What can we say to the blind & deaf?
What does education & learning mean?

What should we teach & why do we teach it?

These were questions Nuzhat asked that night. Questions we continue to ask.

As we put together the work for this festival, I have marvelled at the range of statements the artists have made to address ?resistance?. At their modes of expression. At their defiance. To resist, to challenge, to question, to go against the grain, to deliberately choose the untrodden path is a conscious decision. It is a risky route fraught with danger, but a route we must follow, if change is to come.

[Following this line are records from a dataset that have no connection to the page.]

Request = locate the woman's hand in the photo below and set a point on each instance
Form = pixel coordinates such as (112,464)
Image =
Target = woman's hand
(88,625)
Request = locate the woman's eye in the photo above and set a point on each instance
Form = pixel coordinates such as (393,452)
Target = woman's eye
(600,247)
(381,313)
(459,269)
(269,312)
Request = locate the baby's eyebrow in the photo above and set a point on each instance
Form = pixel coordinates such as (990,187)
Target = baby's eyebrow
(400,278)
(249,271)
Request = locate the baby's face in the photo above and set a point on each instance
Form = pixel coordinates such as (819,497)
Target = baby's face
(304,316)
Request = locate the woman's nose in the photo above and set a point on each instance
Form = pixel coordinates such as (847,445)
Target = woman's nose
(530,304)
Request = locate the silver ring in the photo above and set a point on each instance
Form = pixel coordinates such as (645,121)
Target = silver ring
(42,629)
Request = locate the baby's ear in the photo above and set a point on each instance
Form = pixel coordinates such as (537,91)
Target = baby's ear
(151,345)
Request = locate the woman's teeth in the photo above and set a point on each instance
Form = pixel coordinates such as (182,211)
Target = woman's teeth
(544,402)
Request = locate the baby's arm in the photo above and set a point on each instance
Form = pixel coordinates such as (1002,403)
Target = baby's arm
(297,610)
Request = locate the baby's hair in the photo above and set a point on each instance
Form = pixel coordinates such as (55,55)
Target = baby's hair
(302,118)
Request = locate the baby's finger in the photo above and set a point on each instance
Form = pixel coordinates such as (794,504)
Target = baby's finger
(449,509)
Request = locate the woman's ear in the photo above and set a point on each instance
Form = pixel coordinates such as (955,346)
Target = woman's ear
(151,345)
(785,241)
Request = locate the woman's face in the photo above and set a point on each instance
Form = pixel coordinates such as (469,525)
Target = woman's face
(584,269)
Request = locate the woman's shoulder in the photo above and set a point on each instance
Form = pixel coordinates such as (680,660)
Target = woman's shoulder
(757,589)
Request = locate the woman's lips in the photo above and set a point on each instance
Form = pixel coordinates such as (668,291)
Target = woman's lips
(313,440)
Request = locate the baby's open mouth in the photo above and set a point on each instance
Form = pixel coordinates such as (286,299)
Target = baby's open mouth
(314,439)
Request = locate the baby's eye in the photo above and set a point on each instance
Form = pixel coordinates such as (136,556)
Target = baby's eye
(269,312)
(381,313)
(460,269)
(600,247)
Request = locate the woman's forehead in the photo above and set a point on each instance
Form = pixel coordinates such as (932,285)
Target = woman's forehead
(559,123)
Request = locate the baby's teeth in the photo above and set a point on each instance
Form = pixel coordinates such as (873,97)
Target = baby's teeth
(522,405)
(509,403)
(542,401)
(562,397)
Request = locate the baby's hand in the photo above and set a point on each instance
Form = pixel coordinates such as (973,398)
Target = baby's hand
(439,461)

The festival itself continues to buck the trend. Open air marquees without gates or walls bring rarely seen work to a wider public. Billboards on cycle rickshaws take exhibitions to city spaces that have never known gallery walls. Combining innovative low cost solutions with state of the art technology, video conferences link the virtual with the real, while canvas prints on giant scaffolding scorn the air conditioned confines of exclusive openings. Hand tinted prints rub shoulders with pica droplets on digital media. Fine art, conceptual work, installations, traditional photojournalism, coexist in a strange mix, oblivious to attempts to categorise and label. The future, the present and the past huddle, sometimes uncomfortably, to produce a kaleidoscope of images and woven messages, that question, reflect and celebrate aspects of our existence.

When globalisation has become a euphemism for westernisation, it is this dissolution of borders, this resistance to consumerism, this dream of a world where the might of a few, can be effectively challenged, this belief that tanks and stealth aircraft, and media spin will not subdue an indomitable spirit, that characterises this festival. It is this attempt to subvert, through blogs and handbills and word of mouth, the propaganda machineries that dominate the airwaves, that the artists have taken as their inspiration. The festival is a call to resist, and a declaration of the resistance to come.